NCRFW hails move to curb child trafficking

The National Commission on the Role of Filipino Women (NCRFW) has welcomed the recent signing of an agreement that would curb the activities of child trafficking syndicates in the country.

NCRFW Chairperson Myrna T. Yao said that there is really a need for an effective mechanism to verify documents and other requirements for the placement of abandoned or neglected children with permanent families either here or abroad.

Chair Yao was reacting to the signing of a memorandum of understanding and cooperation (MOUC) by the Inter-Country Adoption Board (ICAB) with seven government agencies to prevent rampant trafficking of Filipino children.

The MOUC was signed by the Department of Social Welfare and Development, Department of Justice, Department of Foreign Affairs, Bureau of Immigration, National Statistics Office, National Bureau of Investigation and the Association of Child Caring Agencies of the Philippines.

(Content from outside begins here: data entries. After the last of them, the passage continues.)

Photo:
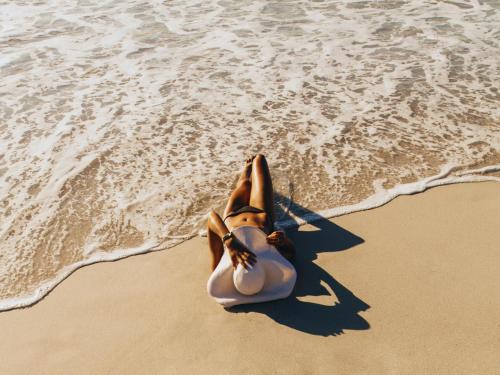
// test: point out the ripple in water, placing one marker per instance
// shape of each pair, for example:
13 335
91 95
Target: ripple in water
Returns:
122 122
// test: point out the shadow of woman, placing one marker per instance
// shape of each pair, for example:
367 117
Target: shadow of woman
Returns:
309 317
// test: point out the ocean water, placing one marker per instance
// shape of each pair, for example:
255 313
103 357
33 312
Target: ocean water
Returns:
123 122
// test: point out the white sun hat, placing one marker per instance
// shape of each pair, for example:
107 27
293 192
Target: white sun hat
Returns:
272 277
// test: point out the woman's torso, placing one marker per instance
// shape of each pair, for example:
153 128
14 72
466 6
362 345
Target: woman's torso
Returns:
259 220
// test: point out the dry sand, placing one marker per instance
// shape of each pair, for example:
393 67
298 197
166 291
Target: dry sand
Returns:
408 288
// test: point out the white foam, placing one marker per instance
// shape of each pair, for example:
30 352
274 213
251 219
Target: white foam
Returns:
123 123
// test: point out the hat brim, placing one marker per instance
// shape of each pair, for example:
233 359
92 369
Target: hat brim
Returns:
280 273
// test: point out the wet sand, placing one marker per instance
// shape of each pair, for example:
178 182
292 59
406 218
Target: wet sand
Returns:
410 287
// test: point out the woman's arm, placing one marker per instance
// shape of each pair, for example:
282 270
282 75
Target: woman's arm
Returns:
238 252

The signatories agreed to ensure the institutionalization of working relationships between and among government agencies involved in anti-trafficking of persons, especially girl-children.

According to ICAB board member Rafael Tinio, some adoptive parents conspire with unscrupulous social workers to speed up the process of adoption, adding that these unscrupulous social workers have resorted to producing fake documents.

Lawyer Bernadette Abejo, ICAB executive director, said that children (mostly female) who are victims of international traffickers usually end up in prostitution or domestic work.

Chair Yao said that trafficking in persons is a transnational crime and would need the cooperation of national and international agencies as well as bilateral agreements.

She said that as a member of the Interagency Committee against Trafficking (IACAT), the NCFRW has been working with the various government agencies in the implementation of Republic Act 9208 or the Anti-Trafficking in Persons Act of 2003 by providing technical assistance on rights-based and gender-responsive handling of trafficking victim-survivors.

According to Chair Yao, the newly-signed Magna Carta of Women could further strengthen the government’s drive not just against trafficking of persons but also against any form of violence against women.